A presidential election was held on 18 July 2009. Mohamed Ould Abdel Aziz, the leader of the 2008 coup d'état, was declared winner with a narrow majority.

==2017==

The new flag, which was approved by the referendum, adding the two red horizontal stripes.

On August 5, 2017, a constitutional referendum was voted upon by the citizens of Mauritania. The referendum, which was proposed by Mauritanian President Mohamed Ould Abdel Aziz and his Union for the Republic Party (UPR) contained many sweeping proposals including changing the national flag, modifying the national anthem, and abolishing the Mauritanian Senate. In March, the notions were put before the Parliament of Mauritania but were halted when the Senate voted against them.
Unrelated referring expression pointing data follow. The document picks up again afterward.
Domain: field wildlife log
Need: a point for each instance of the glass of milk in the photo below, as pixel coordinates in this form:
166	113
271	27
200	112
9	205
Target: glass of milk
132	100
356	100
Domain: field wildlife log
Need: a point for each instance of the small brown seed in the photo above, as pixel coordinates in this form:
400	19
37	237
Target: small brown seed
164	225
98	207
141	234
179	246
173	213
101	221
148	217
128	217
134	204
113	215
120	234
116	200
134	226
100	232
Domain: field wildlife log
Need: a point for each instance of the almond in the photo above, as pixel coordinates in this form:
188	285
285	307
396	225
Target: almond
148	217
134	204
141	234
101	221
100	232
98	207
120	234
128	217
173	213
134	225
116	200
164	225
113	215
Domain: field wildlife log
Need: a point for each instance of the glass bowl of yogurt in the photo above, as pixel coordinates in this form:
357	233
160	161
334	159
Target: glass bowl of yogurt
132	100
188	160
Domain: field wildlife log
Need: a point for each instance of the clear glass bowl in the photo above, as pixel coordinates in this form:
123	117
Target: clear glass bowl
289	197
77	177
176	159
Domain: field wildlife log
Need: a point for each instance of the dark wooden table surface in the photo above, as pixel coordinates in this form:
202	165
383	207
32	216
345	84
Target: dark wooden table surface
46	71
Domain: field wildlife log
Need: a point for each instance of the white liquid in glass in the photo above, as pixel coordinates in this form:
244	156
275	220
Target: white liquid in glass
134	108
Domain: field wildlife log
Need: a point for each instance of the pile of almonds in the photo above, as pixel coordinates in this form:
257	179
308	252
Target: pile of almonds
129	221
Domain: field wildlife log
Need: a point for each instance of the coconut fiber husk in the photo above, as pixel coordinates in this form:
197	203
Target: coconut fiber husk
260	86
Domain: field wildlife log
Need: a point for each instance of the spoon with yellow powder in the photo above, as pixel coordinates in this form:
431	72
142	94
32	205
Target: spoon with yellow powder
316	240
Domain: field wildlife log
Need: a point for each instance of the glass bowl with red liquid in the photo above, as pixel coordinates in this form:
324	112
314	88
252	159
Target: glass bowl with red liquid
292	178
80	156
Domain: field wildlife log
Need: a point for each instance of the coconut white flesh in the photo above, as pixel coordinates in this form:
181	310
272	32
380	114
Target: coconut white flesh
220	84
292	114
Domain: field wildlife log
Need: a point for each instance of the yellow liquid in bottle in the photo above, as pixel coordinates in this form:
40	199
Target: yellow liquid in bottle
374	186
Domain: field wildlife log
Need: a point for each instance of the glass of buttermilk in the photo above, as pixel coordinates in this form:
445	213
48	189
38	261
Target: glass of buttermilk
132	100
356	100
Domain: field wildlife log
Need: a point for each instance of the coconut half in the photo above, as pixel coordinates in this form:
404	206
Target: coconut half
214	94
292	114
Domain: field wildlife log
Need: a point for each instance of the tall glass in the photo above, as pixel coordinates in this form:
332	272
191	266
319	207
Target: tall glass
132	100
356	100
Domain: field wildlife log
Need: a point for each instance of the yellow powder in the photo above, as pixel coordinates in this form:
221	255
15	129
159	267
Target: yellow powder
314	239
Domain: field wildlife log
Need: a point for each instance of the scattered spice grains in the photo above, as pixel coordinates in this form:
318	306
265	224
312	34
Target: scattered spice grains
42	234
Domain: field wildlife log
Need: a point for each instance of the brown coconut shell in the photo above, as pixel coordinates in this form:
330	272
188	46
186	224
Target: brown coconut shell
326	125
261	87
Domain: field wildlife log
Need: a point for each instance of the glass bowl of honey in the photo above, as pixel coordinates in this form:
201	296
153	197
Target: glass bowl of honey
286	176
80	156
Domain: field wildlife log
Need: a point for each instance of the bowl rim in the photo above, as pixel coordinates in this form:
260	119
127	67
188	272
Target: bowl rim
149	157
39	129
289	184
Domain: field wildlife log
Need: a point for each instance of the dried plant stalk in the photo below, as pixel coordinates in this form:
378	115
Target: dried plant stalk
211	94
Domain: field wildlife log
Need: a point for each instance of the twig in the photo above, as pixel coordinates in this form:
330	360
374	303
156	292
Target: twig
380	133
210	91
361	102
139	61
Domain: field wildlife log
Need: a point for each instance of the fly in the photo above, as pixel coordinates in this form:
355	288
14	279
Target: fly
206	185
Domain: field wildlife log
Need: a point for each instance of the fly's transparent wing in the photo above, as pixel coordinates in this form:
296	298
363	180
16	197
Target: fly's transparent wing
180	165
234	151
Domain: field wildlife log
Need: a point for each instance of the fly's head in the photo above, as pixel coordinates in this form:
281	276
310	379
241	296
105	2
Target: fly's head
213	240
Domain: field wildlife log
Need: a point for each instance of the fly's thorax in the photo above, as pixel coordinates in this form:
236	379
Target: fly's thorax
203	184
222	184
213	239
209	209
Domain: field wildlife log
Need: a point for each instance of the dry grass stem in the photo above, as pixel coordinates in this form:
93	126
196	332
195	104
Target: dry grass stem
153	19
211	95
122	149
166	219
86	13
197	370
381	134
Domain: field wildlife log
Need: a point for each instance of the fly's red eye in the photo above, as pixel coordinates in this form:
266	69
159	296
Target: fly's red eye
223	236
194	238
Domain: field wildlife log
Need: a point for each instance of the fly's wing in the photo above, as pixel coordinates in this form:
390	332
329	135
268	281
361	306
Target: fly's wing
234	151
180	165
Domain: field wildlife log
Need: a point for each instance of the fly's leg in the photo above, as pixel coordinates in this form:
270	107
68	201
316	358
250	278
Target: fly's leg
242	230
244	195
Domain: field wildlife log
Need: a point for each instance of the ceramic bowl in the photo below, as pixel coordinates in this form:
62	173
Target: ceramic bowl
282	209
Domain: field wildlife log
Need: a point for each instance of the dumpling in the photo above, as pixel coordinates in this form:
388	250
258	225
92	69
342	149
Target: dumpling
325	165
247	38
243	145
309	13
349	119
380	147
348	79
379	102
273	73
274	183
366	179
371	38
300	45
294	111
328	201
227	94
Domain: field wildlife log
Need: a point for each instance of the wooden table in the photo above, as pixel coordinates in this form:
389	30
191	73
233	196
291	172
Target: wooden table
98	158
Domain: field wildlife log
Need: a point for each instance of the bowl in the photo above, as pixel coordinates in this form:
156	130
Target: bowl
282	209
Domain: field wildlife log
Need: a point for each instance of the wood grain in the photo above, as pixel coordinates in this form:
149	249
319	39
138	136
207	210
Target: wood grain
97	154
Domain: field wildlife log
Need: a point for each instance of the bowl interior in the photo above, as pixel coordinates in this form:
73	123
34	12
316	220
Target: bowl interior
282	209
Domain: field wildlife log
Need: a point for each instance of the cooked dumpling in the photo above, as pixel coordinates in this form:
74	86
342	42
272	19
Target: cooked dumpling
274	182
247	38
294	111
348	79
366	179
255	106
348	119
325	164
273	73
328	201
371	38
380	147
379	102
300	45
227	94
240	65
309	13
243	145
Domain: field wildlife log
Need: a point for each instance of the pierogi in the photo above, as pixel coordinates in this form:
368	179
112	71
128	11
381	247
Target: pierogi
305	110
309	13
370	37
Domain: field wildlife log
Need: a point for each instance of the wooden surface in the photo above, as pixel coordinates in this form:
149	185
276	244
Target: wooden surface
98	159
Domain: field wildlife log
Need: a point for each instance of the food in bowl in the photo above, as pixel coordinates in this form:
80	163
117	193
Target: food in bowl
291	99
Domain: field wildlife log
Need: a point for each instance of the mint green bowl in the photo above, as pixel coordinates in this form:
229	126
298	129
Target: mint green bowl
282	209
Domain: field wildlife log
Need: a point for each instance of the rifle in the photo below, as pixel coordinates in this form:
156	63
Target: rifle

Originally, the referendum was scheduled to take place on July 15, but was rescheduled to August 5 due to changes in the proposed constitutional amendments and protests. The referendum was passed by an overwhelming majority, but this could be attributed to several opposition parties calling for a boycott of the vote. On August 6, the day following the vote, the various constitutional amendments were officially adopted and enacted.

== 2019 ==

In August 2019, former general Mohamed Ould Ghazouani was sworn in as Mauritania's tenth president since its Independence from France in 1960. His predecessor Mohamed Ould Abdel Aziz ran the African desert country for 10 years.

== 2023 ==
In December 2023, former president Mohamed Ould Abdel Aziz was arrested and sentenced to 5 years in prison for corruption.

== 2024 ==

In June 2024, President Ghazouani was re-elected for a second term.